2 min read
Why factoring puts some businesses off
Factoring works — the lender advances cash against your invoices and chases payment for you — but it has two features some directors dislike: your customers know a financier is involved (the lender collects from them), and your whole ledger is typically tied into the arrangement, often with minimum terms. If protecting customer relationships or keeping flexibility matters, several alternatives release cash more discreetly. See our invoice finance guide.
The confidential and flexible alternatives
| Alternative | How it differs from factoring | |
|---|---|---|
| Invoice discounting | Confidential — you keep collecting, customers unaware | |
| Revolving credit facility | Draw against an agreed line; ledger untouched | |
| Short-term loan | A defined sum; no customer involvement at all |
Confidential invoice discounting keeps the arrangement private and leaves you in charge of collections — the closest like-for-like alternative. A revolving line or short-term loan avoids the ledger and customers entirely, funding you from general cash flow instead. See invoice discounting and invoice finance vs a loan.
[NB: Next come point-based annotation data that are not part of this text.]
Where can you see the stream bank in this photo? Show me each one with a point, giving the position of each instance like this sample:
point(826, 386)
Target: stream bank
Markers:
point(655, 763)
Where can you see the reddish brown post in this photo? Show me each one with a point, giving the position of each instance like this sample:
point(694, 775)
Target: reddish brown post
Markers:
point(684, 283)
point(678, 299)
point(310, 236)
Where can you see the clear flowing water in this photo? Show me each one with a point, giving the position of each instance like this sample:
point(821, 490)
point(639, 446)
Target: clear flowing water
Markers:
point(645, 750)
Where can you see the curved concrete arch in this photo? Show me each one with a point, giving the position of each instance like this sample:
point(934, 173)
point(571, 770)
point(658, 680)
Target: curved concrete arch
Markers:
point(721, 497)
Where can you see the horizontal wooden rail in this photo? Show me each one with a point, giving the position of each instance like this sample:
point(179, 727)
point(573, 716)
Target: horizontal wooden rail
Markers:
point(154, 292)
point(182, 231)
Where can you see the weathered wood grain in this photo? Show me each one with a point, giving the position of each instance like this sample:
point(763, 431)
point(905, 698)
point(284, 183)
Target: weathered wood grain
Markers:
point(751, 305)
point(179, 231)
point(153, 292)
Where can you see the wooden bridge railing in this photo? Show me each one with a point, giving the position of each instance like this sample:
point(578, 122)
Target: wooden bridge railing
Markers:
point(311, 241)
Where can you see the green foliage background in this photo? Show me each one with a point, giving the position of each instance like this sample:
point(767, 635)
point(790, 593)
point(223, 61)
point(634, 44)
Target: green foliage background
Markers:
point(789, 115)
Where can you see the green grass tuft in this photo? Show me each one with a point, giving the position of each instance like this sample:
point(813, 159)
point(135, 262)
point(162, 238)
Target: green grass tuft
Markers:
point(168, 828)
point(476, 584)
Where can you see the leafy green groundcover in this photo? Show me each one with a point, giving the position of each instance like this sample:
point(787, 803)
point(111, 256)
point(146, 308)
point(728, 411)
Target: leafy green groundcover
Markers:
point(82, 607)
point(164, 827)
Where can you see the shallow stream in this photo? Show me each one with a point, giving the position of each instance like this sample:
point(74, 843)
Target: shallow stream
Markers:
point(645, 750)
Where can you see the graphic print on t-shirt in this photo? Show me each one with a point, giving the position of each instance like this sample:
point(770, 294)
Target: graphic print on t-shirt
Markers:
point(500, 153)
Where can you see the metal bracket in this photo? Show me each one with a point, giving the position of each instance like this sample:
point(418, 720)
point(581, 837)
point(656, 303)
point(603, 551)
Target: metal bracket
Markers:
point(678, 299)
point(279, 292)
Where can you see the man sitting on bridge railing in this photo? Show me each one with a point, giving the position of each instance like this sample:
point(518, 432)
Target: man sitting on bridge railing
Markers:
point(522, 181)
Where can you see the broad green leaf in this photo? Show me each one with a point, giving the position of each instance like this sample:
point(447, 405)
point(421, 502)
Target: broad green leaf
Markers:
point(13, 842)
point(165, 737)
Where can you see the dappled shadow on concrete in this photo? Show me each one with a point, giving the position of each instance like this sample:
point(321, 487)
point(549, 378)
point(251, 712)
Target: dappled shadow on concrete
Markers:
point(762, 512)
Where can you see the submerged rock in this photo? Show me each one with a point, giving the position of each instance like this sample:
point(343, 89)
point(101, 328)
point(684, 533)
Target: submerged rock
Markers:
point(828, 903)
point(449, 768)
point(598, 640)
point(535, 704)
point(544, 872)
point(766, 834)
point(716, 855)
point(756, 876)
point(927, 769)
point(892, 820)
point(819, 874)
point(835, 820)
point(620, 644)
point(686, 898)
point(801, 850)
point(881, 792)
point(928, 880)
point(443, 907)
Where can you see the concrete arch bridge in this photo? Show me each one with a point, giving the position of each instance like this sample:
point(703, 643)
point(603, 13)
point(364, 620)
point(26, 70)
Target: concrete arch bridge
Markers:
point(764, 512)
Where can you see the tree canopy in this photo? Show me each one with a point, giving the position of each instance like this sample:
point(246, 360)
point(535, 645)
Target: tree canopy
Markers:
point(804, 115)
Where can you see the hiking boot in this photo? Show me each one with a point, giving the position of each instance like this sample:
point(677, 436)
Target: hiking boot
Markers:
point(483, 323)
Choosing the right alternative
If your cash is genuinely locked in a reliable B2B ledger and you want funding that scales with it, confidential discounting keeps the benefits of invoice finance without disclosure. If you would rather not involve your invoices at all, a revolving line or short-term loan is simpler and keeps every customer relationship your own.
The Credicorp view
If you want to bridge invoice gaps without signing over your ledger or involving your customers, a Credicorp Flex line or a short-term business loan keeps the arrangement entirely between you and us — no customer contact, no personal guarantee. Register to apply. Educational content, not financial advice.
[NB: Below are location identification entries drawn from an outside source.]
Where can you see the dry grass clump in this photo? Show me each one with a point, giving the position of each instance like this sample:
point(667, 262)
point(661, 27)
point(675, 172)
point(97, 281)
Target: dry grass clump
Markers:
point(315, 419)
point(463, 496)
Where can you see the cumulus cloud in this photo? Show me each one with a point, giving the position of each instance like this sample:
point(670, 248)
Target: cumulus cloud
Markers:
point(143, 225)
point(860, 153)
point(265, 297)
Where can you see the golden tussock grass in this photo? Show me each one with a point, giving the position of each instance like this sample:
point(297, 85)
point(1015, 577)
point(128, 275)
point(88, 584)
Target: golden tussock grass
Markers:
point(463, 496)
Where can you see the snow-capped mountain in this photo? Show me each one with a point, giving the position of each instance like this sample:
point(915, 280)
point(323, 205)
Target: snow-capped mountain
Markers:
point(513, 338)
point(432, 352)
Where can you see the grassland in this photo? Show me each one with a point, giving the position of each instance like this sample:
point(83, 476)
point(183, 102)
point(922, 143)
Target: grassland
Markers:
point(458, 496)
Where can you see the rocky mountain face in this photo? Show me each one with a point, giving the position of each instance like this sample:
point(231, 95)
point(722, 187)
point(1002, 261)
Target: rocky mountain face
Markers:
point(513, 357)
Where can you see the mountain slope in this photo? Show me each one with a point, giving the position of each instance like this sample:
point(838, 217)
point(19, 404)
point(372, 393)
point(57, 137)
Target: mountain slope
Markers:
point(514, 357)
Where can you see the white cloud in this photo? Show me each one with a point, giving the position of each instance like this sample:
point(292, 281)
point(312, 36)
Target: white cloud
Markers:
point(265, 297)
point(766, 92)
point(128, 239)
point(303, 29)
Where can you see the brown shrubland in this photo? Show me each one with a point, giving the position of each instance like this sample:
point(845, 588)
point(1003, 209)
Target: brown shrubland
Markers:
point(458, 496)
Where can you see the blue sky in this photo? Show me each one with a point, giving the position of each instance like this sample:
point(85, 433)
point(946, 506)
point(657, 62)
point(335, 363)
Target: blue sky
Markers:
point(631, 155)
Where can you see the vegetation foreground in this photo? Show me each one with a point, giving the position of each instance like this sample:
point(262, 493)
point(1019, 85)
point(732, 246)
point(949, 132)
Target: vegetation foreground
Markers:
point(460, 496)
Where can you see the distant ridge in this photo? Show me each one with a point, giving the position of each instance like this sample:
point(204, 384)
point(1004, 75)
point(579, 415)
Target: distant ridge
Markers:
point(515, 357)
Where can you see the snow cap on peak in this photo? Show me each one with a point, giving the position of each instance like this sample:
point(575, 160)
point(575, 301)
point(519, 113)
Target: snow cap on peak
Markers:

Frequently asked questions
What are the alternatives to invoice factoring?
The main ones are confidential invoice discounting (you keep collecting and customers stay unaware), a revolving credit facility (draw against an agreed line without touching your ledger) and a short-term loan (a defined sum with no customer involvement). Which fits depends on whether you want funding tied to your invoices.
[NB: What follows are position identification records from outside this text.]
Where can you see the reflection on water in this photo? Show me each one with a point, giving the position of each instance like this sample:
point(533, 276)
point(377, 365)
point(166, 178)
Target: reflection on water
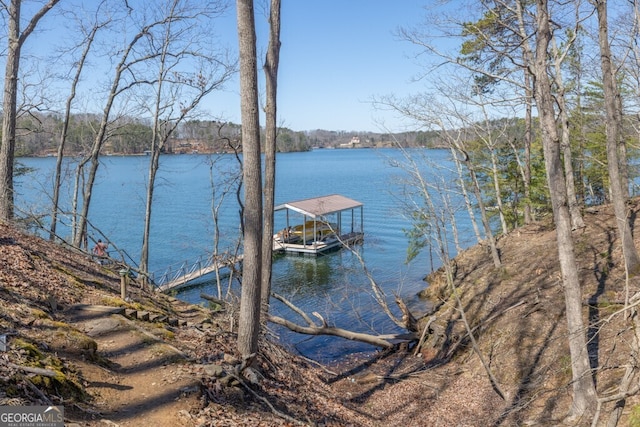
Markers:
point(334, 285)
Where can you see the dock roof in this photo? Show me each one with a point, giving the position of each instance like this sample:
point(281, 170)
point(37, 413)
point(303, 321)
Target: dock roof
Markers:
point(319, 206)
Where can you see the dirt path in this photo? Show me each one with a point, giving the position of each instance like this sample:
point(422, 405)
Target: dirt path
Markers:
point(144, 382)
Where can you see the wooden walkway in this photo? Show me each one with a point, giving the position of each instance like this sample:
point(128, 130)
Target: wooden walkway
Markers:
point(190, 271)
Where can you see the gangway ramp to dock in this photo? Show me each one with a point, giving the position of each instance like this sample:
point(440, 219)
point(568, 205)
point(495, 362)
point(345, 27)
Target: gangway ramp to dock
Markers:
point(188, 271)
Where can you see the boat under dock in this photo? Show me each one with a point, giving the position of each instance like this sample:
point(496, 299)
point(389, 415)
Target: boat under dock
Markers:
point(327, 223)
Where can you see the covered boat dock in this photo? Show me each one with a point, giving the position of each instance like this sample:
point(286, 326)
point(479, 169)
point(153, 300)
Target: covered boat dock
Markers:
point(317, 225)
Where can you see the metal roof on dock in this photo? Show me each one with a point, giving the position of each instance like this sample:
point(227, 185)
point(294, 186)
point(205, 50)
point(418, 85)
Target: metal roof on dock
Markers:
point(319, 206)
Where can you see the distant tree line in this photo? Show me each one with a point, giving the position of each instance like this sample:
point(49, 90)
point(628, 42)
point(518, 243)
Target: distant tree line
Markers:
point(37, 136)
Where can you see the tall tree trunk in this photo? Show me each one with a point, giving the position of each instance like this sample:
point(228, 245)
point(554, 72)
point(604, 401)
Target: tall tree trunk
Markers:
point(249, 321)
point(528, 126)
point(612, 104)
point(15, 41)
point(9, 112)
point(584, 393)
point(271, 77)
point(63, 133)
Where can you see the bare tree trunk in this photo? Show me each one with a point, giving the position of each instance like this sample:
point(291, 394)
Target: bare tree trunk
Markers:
point(15, 41)
point(249, 320)
point(271, 77)
point(528, 125)
point(483, 212)
point(574, 208)
point(611, 95)
point(465, 194)
point(496, 188)
point(65, 127)
point(584, 393)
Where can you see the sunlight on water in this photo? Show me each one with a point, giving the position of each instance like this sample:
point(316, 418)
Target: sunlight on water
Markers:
point(333, 285)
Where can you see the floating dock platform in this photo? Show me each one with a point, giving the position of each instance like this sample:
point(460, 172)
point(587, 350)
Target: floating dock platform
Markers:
point(326, 223)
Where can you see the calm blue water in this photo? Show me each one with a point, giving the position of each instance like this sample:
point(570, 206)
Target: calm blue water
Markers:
point(334, 285)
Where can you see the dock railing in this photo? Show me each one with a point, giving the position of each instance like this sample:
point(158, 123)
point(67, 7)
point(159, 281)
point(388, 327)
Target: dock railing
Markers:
point(183, 272)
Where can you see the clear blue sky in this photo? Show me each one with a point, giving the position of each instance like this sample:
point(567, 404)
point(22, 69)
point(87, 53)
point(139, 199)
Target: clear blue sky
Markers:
point(335, 56)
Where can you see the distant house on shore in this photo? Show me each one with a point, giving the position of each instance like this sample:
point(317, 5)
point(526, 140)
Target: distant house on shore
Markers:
point(355, 141)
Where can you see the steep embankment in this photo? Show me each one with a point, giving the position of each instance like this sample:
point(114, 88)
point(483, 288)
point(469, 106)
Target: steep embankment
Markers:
point(74, 342)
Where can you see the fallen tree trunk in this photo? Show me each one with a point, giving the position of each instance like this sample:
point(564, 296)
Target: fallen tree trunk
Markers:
point(339, 332)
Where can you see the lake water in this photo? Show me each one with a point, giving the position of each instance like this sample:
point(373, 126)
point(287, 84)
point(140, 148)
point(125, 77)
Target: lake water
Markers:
point(333, 285)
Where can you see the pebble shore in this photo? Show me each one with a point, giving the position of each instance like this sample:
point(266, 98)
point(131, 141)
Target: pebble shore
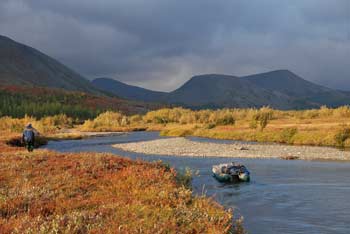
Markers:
point(184, 147)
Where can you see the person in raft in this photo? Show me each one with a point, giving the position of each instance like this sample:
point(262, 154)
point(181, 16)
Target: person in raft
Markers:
point(28, 137)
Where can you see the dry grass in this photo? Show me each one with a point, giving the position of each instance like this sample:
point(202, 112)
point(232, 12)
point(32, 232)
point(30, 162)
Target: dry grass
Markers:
point(48, 192)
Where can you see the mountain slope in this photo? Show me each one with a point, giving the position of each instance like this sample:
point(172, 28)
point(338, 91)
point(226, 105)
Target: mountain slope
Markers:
point(286, 82)
point(280, 89)
point(216, 91)
point(23, 65)
point(128, 91)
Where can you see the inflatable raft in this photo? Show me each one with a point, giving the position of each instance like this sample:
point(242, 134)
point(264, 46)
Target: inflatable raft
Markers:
point(231, 172)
How do I release invoice cash without my customers knowing?
Confidential invoice discounting keeps the arrangement private — you continue collecting payment and customers need not know a financier is involved. Alternatively, a revolving line or short-term loan funds you from general cash flow without touching your invoices or contacting your customers at all.
Do I have to tie in my whole ledger?
Not if you avoid factoring and discounting. Those typically tie your sales ledger into the arrangement. A revolving credit facility or short-term loan funds you without any charge over your invoices, keeping your ledger and customer relationships entirely your own.